- Written by: Gérald Sibleyras (original French play), translated into English and adapted by Tom Stoppard
- Subject: A Parisian boulevard comedy about three men: an idealist, a pragmatist and a fence sitter
- Genre: Comedy

Premiere
- Date premiered: 18 October 2005
- Place premiered: Wyndham's Theatre London

= Heroes (play) =

Heroes is a 2005 translation into English and adaptation by Tom Stoppard of the 2003 French play Le Vent Des Peupliers by Gérald Sibleyras.

The play is a comedy set in 1959 in a French retirement home for First World War veterans. (The literal translation of Le vent des peupliers is "The Wind in the Poplars". During the adaptation into English, there was concern this might cause confusion due to being too close to the popular children's title The Wind in the Willows, so Heroes was agreed as the English title.

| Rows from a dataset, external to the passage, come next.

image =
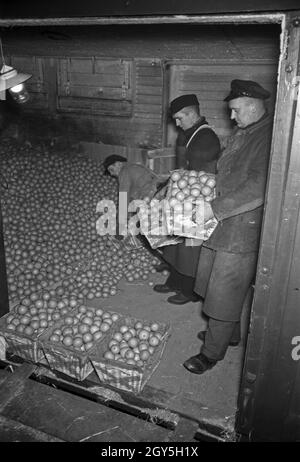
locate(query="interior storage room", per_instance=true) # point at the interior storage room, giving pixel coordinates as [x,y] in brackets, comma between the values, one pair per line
[95,91]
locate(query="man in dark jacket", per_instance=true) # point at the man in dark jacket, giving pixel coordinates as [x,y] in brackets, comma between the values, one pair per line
[135,182]
[227,263]
[202,149]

At the time, Stoppard said, "To tell you the truth, if Charles Wood hadn't written a play called Veterans [in 1972], we would have called it that.")

The original production opened at London's Wyndham's Theatre on 18 October 2005 and closed on 14 January 2006. It starred Richard Griffiths, John Hurt and Ken Stott.

In 2007, the first American production opened at the Geffen Playhouse in Los Angeles, starring Richard Benjamin, Len Cariou, and George Segal.